Aku akan menunggunya.

Laki-laki yang sungguh aku harapkan kedatangannya, tak jua tertangkap oleh kedua netraku. Aku hanya bisa menghibur diri dengan bermonolog dalam hati, ‘Dia akan datang,’ sambil menyesap sisa Cinnamon Hot Chocolate yang tak lagi hangat. Ternyata secangkir coklat dengan aroma kayu manis ini tak cukup untuk menenangkan hatiku.

“Belum datang ya, Nis?” suara sahabatku Alya seketika membuyarkan lamunan dan pandangan kosongku.

Aku hanya menghela napas panjang lalu menggeleng pelan. Alya merengkuh tubuhku yang seperti tanaman peace lily ketika Ibu lupa menyiraminya. Rasanya ada bola besar yang tersendat dalam tenggorokan, bulir bening yang tadinya hanya menetes mulai menganak sungai, membanjiri kedua belah pipiku.

“Sabar, ya, Nisa sayang. tunggu dulu aja di sini.” Belaian tangan Alya di punggung menambah pilu hati ini. “Kamu mau aku buatin minuman hangat yang lain?” tanya Alya tanpa melepas tubuhku dari pelukannya. Lagi-lagi, aku hanya menggeleng.

Sambil melepaskan tubuhku dari pelukan Alya, aku mengusap butiran air yang masih menghiasi mata. “Makasih banyak ya, Al. Hmm. Aku pulang dulu aja deh. Nggak ada harapan kayaknya.”

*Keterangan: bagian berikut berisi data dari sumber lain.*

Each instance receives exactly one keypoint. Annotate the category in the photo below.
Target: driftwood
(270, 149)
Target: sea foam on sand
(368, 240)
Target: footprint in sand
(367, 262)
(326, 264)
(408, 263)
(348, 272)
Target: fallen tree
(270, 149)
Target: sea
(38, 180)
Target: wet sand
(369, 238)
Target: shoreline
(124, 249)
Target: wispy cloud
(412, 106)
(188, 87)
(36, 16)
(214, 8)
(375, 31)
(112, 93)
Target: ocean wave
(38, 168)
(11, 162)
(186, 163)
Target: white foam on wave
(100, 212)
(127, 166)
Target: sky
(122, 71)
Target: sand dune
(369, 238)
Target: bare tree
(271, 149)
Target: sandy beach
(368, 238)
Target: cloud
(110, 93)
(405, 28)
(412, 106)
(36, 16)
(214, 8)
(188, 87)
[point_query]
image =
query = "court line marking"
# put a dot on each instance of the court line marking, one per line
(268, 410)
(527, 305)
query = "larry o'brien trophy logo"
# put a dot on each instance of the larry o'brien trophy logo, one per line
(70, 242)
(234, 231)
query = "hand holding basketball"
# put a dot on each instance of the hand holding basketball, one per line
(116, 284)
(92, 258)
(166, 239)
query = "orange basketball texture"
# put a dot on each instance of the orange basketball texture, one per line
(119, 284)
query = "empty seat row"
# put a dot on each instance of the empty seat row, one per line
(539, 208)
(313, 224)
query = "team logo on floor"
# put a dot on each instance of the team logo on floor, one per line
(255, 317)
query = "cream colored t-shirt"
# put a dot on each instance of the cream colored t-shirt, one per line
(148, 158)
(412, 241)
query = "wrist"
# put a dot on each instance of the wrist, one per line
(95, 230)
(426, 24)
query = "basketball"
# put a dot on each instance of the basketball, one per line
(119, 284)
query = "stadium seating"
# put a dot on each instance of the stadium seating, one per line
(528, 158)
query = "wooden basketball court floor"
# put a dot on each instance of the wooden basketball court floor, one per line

Ketika aku hendak beranjak dari tempat duduk, seorang laki-laki berkemeja abu-abu berjalan memasuki café, terlihat mengedarkan pandangan. Lalu, pandangan kami bersirobok, lelaki itu perlahan berjalan mendekati meja tempat aku dan Alya duduk, berkali-kali melihatku seperti mencocokkan dengan sesuatu yang sedang dia pegang.

“Mbak Anisa Latifah ya?”

“Iya. Saya sendiri. Bapak siapa ya?”

“Saya Edi, Mbak. Oh iya. Saya mau mengantarkan ini, titipan dari seseorang untuk Mbak Nisa. Beliau hanya berpesan minta maaf karena tidak dapat menemui Mbak di sini seperti yang beliau janjikan,” jelasnya sambil menyodorkan sebuah kado, yang dibungkus indah dengan kertas berwarna merah berpola hati.

“Oh….” Hanya itu yang dapat keluar dari mulutku.

Setelah aku menerima kado dan mengucapkan terima kasih, lelaki paruh baya yang mengenalkan dirinya sebagai Pak Edi itu segera meninggalkan café.

“Waduh apa ya ini? Kok kamu terima begitu aja?”

“Ini kado darinya, Al. Dia nggak dateng, sesuai dugaanku. Dia sepertinya nggak pernah menyayangiku. Aku balik dulu nggak apa-apa, ya? Aku pasrah, deh. Nanti aku hubungi lagi, ya.”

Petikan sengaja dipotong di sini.